Documentation files describe the data by stating their authors, methods, editing, and attributes
The documentation files include Readme, Changelog, and Metadata files

File documentation tells anyone who wants to use the data, including yourself, what the data is and why, where, when, and for whom the data was collected. It will also let the user know how the data were processed. This is done through the inclusion of 3 separate text and/or CSV files. However, it is recommended that these files be text files so that they are easily distinguished from the CSV data files.

Readme File

This file includes the title of the data set, the author(s) of the data, a short description of the data, any important methods used for data collection and processing, funding sources, and any other pertinent information. If your data does not include that many files and types, you only have to create one Readme file for all of the data. However, if you have many data files and/or your data consists of many types, you should make multiple Readme files for each data file (or type if you have a lot of file of the same type such as photographs). Below is an example of a Readme file for the Caribbean Macrosystems project:

Metadata File

The file that describes the data, including data types, units of measure, factor levels, and a description of what the data represent. It is easiest to create metadata files as a CSV file then changing the file extension to .txt to make these files easily distinguished from the data files. We are currently working on a metadata() function in the iEcoDMP package to make the creation of these file easy (iEcoDMP is currently under construction). Below is an example of a metadata file for the bank data used in the Caribbean Macrosystems project:

Changelog File

A record of the changes you made to the data. They should be organized by version with each change made grouped by which version that change was made on.
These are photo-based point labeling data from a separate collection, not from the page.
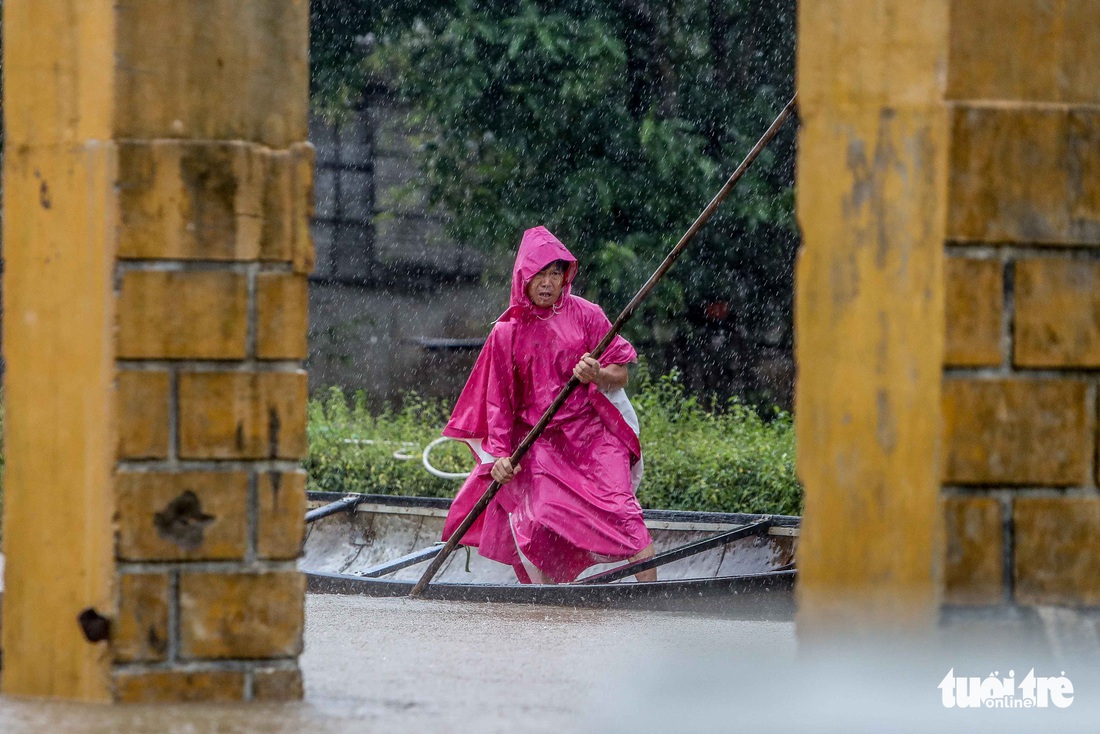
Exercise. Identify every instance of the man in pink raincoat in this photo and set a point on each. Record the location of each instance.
(572, 502)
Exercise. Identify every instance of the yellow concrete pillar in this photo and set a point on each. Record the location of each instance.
(1023, 296)
(156, 200)
(871, 182)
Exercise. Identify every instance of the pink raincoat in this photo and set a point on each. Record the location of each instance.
(572, 504)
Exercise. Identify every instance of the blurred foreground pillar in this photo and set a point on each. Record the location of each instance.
(156, 197)
(1023, 306)
(871, 190)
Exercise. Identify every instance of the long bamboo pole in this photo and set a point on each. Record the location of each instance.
(616, 326)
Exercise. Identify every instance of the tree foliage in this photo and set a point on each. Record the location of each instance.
(613, 122)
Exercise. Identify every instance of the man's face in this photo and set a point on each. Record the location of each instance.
(546, 287)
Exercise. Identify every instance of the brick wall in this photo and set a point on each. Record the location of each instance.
(1020, 469)
(215, 250)
(211, 335)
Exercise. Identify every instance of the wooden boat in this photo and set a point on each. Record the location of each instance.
(722, 562)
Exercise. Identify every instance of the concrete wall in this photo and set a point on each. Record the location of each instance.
(948, 317)
(387, 277)
(1023, 304)
(157, 193)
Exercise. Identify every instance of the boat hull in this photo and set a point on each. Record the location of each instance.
(750, 573)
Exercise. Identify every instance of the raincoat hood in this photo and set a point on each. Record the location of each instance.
(537, 250)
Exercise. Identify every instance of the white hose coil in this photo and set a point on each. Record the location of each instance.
(438, 472)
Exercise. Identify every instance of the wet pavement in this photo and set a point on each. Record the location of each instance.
(396, 665)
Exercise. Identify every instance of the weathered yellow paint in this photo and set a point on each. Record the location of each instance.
(84, 80)
(59, 234)
(59, 441)
(1041, 51)
(58, 62)
(871, 187)
(217, 69)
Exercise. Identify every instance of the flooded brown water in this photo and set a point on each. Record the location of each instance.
(396, 665)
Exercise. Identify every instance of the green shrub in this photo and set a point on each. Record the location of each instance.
(721, 458)
(715, 458)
Changelogs can be made for entire projects, groups of data within a project, or single data files. In the case of entire projects and groups of data within a project, the changelog should be broken into sections for each data file name followed by each version of that file. Even if all of the changes and or edits to your data are made with R code, you should still have a changelog that at least provides the location of the data editing script and a brief description of what is done with that code. An example changelog for the Caribbean Macrosystem biodiversity data is below:

Note: that in this changelog there are multiple files with each file having its own section for each of its versions (for caribmacro_Herp_Records_JMG there are 4 versions).

Also, note that the file name for the Changelog starts with a “(0)” this is to make the changelog easy to find in a folder with multiple files in it. This can be done for all of the File Documentation files to make them easy to find.